Mandate community discussions in Discord before accepting AI-generated pull requests to align with core project goals.
Integrate API keys from app startup to prevent unauthorized local access in Electron-based tools.
Routinely fact-check LLM outputs through multiple verification layers to combat hallucinations.
Invest in courses like Agentic Jumpstart for evolving workflows in AI-driven development.

MEMO

In the fast-evolving world of software engineering, agentic coding—where AI agents like large language models generate and iterate on code—promises unprecedented productivity. Yet, as WebDevCody, a prominent open-source maintainer and educator, warns in his latest video, this revolution comes with hidden pitfalls.
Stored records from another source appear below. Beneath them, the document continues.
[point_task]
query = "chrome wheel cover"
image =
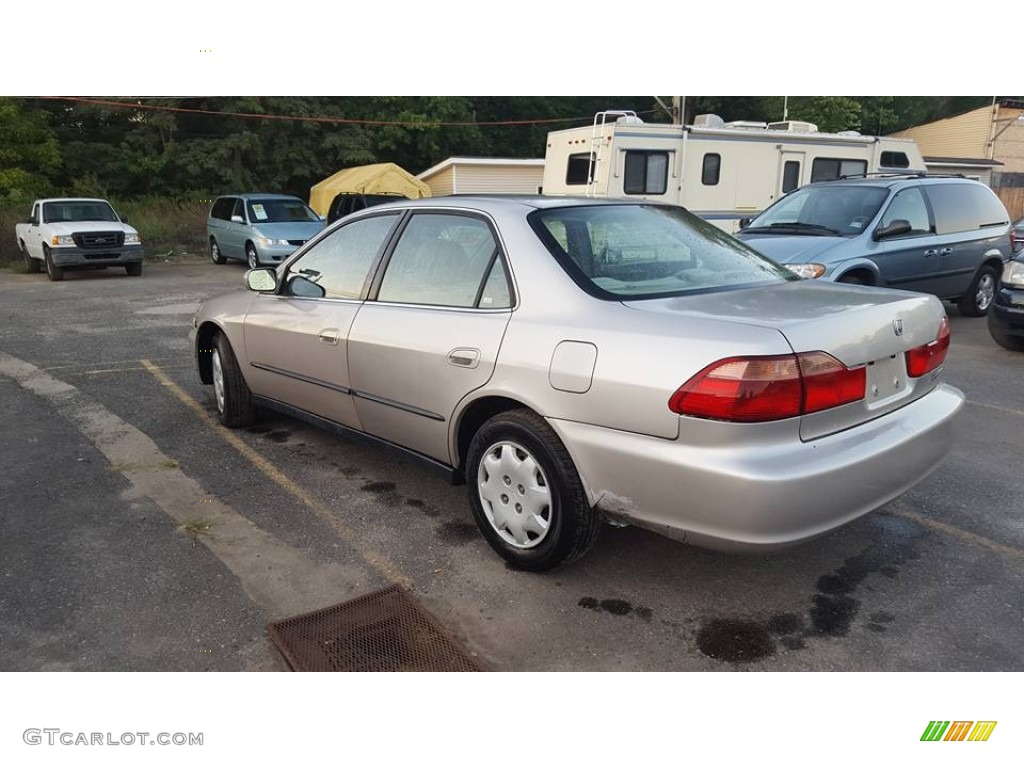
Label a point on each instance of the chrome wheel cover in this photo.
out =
(515, 495)
(218, 380)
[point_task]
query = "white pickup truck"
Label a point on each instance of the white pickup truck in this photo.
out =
(77, 232)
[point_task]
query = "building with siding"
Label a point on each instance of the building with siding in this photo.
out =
(484, 176)
(987, 142)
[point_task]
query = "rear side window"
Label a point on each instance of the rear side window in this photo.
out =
(340, 263)
(961, 208)
(823, 169)
(578, 171)
(222, 209)
(909, 206)
(712, 170)
(617, 252)
(445, 260)
(646, 173)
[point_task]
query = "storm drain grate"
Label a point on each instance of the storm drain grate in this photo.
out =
(384, 631)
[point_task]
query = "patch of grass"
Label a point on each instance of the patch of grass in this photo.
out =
(195, 527)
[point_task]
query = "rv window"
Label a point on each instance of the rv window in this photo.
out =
(712, 170)
(646, 173)
(828, 168)
(579, 169)
(791, 175)
(894, 160)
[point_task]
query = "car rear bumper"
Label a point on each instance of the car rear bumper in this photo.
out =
(761, 496)
(66, 256)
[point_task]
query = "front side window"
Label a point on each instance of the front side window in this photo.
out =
(825, 169)
(621, 252)
(274, 211)
(445, 260)
(339, 264)
(909, 206)
(646, 173)
(827, 209)
(579, 170)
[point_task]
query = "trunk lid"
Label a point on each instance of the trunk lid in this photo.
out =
(857, 326)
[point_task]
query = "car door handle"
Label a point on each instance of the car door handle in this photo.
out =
(464, 357)
(330, 335)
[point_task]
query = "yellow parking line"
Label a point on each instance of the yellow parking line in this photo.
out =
(900, 510)
(383, 566)
(1015, 412)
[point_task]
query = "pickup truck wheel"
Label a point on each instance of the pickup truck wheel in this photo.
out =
(215, 255)
(30, 263)
(526, 496)
(979, 297)
(54, 272)
(235, 406)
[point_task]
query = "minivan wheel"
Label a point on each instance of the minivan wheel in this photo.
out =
(979, 297)
(235, 406)
(525, 494)
(215, 255)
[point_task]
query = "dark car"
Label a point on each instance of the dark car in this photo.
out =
(945, 236)
(1006, 320)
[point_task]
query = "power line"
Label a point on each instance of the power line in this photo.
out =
(337, 121)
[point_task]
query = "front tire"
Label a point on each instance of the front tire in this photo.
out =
(31, 264)
(54, 272)
(525, 494)
(235, 406)
(979, 297)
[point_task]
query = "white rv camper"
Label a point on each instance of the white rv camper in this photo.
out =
(720, 171)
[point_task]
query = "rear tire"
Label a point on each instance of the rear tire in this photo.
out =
(1014, 343)
(54, 272)
(215, 255)
(235, 406)
(525, 494)
(31, 264)
(979, 297)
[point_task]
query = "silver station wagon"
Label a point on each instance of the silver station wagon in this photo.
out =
(577, 361)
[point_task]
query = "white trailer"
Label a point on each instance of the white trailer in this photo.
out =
(720, 171)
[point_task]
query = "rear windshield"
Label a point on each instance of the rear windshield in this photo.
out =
(637, 252)
(78, 211)
(273, 211)
(822, 210)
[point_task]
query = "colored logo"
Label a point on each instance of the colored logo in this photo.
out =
(958, 730)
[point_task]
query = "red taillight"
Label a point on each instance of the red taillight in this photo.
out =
(921, 360)
(756, 389)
Cody, who develops the Automaker tool for AI-assisted workflows, shares a candid view from the trenches: while AI enables shipping code at breakneck speed, it floods maintainers with unvetted contributions, turning volunteer-driven projects into overwhelming chores.

The core issue, Cody explains, lies in the sheer volume of pull requests. Open-source repositories now bristle with AI-spawned changes—some touching 185 files—demanding exhaustive reviews for security flaws, performance drags, and outright bugs. Without prior dialogue in communities like his Discord, these submissions often clash with a project's vision, forcing maintainers to play gatekeeper. Cody's daily routine involves sifting through automated scans from tools like Code Rabbit, Gemini Code Assist, and Claude, only to manually verify their outputs amid a sea of comments. It's a bottleneck that serious stewards, committed to quality over "slop," cannot ignore.

Security emerges as the starkest downside. LLMs, for all their prowess, aren't infallible; they can embed vulnerabilities if prompts lack precision. Cody recounts auditing a recent pull request, where Claude uncovered a drive-by attack vector in Automaker's MCP integrations. These configurations, meant to flexibly run tools like Context7 for enhanced documentation, expose local servers to malicious exploits. A phishing link could, in theory, POST to the app's localhost API on port 3008, injecting harmful commands via the Electron framework. To counter this, Cody fact-checks AI alerts rigorously—probing for hallucinations and researching independently—before prompting fixes, such as crypto-generated API keys that lock down endpoints to the UI only.

Beyond vulnerabilities, Cody debunks the myth of "vibe coding," where developers blindly accept AI outputs. True agentic practice, he argues, demands diligence: local testing, iterative prompting, and ultimate accountability. If production breaks or users suffer breaches, the buck stops with the human, not the model. For those navigating this landscape, Cody points to structured learning—his Agentic Jumpstart course, packed with 74 videos on tools like Cursor, code reviews, and full-stack builds using TanStack, Drizzle, PostgreSQL, and Railway deployments. As AI evolves, so must workflows, with lifetime access to updates ensuring practitioners stay ahead.

Ultimately, Cody's message is a call for balance: embrace agentic coding's future, but fortify it with human judgment. In an industry racing forward, overlooking these downsides risks not just buggy code, but the erosion of trust in open-source ecosystems that power modern tech. Happy coding, he concludes, but only if it's secure and sustainable.